Moll contends Pure and Clean, made not from triclosan but from an ammonium compound of the same stuff that makes up swimming pool chlorine, is “the only product out there that kills all germs for four hours. But I can’t compete, because I don’t have $20 million to market my product.” He claims his company spent 10 years and millions of dollars making sure his product passed all tests in the existing FDA temporary regulations.
Moll isn’t in favor of pulling products from the shelves and he scoffs at the hygiene hypothesis, contending that the right product will kill every germ. “We don’t have to test our product for resistance because we kill everything on contact,” he brags.
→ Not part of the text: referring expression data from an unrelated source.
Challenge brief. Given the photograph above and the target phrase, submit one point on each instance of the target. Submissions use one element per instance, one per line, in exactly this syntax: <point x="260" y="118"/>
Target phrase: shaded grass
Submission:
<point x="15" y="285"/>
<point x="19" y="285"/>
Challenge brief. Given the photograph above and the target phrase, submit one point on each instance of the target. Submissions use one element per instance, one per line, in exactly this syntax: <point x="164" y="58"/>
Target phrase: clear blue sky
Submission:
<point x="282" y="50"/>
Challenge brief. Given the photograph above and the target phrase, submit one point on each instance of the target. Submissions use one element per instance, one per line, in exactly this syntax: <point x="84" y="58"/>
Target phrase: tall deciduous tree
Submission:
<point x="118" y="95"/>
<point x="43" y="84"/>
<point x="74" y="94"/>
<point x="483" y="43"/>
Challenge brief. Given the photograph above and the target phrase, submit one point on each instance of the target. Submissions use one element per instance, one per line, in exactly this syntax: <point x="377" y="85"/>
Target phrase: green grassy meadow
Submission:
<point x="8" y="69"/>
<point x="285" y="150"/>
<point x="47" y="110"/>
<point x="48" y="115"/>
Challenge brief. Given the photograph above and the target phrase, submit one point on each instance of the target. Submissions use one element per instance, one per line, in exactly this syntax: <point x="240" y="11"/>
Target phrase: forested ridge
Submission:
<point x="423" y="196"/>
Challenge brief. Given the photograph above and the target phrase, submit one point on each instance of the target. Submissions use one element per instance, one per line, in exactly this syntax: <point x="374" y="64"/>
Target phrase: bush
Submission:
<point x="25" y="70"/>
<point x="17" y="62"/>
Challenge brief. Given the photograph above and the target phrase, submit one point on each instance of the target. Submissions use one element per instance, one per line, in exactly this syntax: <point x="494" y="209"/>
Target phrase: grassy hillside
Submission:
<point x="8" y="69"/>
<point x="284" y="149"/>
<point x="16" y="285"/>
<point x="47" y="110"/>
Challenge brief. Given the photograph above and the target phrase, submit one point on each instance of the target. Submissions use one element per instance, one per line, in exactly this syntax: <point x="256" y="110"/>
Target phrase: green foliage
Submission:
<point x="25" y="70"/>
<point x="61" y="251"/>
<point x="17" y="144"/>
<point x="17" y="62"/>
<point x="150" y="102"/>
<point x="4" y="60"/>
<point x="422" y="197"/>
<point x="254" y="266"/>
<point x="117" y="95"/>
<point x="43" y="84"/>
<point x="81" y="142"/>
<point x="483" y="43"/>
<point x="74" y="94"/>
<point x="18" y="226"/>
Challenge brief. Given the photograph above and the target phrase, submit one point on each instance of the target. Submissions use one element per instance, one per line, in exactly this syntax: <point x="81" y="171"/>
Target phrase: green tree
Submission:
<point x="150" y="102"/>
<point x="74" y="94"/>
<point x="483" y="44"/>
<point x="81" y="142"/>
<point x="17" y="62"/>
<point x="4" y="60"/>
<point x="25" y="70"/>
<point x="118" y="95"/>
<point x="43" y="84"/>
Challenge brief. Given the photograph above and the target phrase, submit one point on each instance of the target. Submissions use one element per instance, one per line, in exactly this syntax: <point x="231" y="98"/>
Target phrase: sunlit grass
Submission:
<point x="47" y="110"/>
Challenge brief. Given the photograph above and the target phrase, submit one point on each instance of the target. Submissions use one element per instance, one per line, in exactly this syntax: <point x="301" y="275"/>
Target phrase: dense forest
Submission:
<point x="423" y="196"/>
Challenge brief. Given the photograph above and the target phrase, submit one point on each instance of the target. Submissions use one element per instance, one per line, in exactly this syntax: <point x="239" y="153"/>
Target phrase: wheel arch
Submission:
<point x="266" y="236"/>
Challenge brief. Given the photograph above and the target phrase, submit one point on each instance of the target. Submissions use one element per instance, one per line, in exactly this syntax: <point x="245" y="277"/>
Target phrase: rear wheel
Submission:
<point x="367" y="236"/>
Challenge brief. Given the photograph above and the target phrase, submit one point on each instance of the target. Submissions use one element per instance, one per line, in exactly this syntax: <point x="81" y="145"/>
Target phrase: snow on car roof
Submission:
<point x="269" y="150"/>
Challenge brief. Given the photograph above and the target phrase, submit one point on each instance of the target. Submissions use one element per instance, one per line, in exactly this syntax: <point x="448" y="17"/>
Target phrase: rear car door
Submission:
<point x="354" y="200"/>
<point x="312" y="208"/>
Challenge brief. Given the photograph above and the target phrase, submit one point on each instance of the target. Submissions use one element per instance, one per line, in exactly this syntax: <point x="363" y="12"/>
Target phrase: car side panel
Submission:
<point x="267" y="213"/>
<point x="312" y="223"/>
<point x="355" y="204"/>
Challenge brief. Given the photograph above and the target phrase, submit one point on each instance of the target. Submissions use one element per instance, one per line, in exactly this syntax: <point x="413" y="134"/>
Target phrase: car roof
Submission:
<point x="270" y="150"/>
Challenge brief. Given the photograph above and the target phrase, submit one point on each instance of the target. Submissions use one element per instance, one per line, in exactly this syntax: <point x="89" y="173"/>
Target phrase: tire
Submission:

But even some of those who may not be looking for tighter regulation of these products think the public should at least be educated about the potential dangers. In the current issue of Consumer Reports, an article on antibacterial cleaning products urged against the “scorched-earth housecleaning” method of sterilizing everything, saving antibacterial products only for “specific, high-risk situations.”
“It’s pretty normal for the institutions to take a while to catch on,” says Levy. “I went through this with antibiotic overuse in the late 1970s. You have to build a foundation of people to say, ‘Hey, we don’t need these products.’”
And that may mean starting with one person at a time, reteaching something we all learned in kindergarten: If you play in the dirt, before sitting down to dinner, wash your hands.